I still don't get how with geographically distributed nodes (with different ping/latency to each other)... total order broadcast can prevent a (very rare and unlikely) race condition where you have 5/10 nodes that get the failure detector message to abort fractions of a second before the sluggish node sends a vote to go ahead and commit... and the other 5/10 nodes would have the opposite ordering If it happens at exactly the same time... due to network latency effects... you could have a split of the network (5 nodes with low ping to the failure detector and 5 nodes with low ping to the sluggish node but high ping to the failure detector)... so in that case do you just go with majority rules and always have an odd total number of nodes to decide which is the true(er) version of history? But now we are into 3 phases not 2 phases... So is this like a shitty version of the raft protocol or something where it assumes 0 network latency?

@Ynno2 9 ай бұрын

Total order broadcast requires consensus and if only 5/10 nodes have agreed then there's no quorum and no consensus. Neither event will be actionable until n/2+1 nodes have received it. If there is a 50%/50% split, neither side of the split will make any decisions (nothing will be committed and everything will grind to a halt) until the partition is resolved.

@murali1790able 3 жыл бұрын

I thought consensus are used in databases but looks like consensus can't solve atomic commit problem. Can anyone explain the real application of consensus?

@vhscampos1 2 жыл бұрын

Consensus achieves total order broadcast, i.e. all nodes deliver messages/operations in the same order.

@arthursimeon2620 2 жыл бұрын

So is the coordinator used for decision making on commits, and the total order broadcast system just a backup in case the coordinator crashes?

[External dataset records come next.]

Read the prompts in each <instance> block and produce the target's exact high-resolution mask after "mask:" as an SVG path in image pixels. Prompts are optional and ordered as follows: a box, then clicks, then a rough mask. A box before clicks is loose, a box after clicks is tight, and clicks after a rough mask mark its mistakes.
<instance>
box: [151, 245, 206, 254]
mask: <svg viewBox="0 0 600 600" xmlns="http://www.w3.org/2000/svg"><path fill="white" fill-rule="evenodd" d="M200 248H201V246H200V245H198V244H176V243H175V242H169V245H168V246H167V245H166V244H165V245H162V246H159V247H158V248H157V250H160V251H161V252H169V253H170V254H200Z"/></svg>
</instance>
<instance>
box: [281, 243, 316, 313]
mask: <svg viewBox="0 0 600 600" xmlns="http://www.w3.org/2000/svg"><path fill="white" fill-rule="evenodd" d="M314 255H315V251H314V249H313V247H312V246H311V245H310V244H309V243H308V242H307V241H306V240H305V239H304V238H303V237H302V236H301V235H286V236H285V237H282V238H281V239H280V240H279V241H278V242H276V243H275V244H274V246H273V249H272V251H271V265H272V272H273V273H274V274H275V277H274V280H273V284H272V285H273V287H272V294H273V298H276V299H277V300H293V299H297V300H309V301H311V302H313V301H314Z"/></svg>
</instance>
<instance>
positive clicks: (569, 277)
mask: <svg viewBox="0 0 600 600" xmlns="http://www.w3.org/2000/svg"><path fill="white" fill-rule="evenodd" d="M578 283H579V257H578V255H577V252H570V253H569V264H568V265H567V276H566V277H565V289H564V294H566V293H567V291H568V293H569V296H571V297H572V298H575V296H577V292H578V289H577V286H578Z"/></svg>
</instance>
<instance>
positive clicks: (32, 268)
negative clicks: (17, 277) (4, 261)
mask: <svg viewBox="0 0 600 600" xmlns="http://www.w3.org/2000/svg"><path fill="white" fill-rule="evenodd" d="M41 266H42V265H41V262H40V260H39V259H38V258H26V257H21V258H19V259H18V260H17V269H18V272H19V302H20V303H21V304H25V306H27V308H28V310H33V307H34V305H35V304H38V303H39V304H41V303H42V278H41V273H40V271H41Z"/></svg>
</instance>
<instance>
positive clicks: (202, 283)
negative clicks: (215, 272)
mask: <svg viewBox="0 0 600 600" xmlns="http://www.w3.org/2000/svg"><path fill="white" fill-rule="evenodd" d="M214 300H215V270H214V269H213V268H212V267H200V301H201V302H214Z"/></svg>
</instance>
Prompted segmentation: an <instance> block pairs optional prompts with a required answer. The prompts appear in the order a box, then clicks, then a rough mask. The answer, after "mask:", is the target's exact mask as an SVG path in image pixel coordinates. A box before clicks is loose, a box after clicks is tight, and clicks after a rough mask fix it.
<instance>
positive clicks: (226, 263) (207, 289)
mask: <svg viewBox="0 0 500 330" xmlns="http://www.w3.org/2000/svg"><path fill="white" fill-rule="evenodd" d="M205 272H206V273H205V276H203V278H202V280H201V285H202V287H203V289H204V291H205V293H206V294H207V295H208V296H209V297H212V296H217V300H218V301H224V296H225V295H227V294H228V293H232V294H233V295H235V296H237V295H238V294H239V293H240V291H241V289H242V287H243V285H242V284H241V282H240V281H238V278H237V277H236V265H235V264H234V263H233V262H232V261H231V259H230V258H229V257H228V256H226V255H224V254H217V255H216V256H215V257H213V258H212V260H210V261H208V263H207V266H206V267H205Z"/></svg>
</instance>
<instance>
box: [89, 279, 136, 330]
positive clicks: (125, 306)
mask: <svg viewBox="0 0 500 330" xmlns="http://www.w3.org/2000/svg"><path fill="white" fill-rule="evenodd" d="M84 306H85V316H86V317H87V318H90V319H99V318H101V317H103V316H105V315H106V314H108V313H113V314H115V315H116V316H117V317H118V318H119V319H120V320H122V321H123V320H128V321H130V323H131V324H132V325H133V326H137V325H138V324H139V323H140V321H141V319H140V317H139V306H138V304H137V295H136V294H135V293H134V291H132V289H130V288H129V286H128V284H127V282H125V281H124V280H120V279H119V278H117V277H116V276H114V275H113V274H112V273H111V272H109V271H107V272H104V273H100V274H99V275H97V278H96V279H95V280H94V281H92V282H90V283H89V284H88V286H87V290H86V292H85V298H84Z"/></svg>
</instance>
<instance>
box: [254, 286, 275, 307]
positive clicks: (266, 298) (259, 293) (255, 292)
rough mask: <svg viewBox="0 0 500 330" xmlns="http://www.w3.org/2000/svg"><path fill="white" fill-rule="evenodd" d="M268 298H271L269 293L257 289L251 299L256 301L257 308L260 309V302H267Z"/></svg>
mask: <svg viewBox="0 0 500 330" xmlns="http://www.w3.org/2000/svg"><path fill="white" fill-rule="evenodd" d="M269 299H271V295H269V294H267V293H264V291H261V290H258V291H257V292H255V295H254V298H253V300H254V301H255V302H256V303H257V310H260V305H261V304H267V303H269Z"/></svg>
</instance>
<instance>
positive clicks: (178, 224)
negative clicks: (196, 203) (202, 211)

@BHARATKUMAR-le6eq 2 жыл бұрын

I have one more doubt. So we will wait to get an "OK" message from all the replicas or we will commit to a specific replica after receiving the "OK" message??. I mean if we will wait for all the replicas that make sense but if we just commit after receiving "OK" then it may consist of inconsistency. Ex if one replica sends the message "OK" and we commit the change to a specific replica but the other replica crash and does not send the "OK" message then both replica will be inconsistent.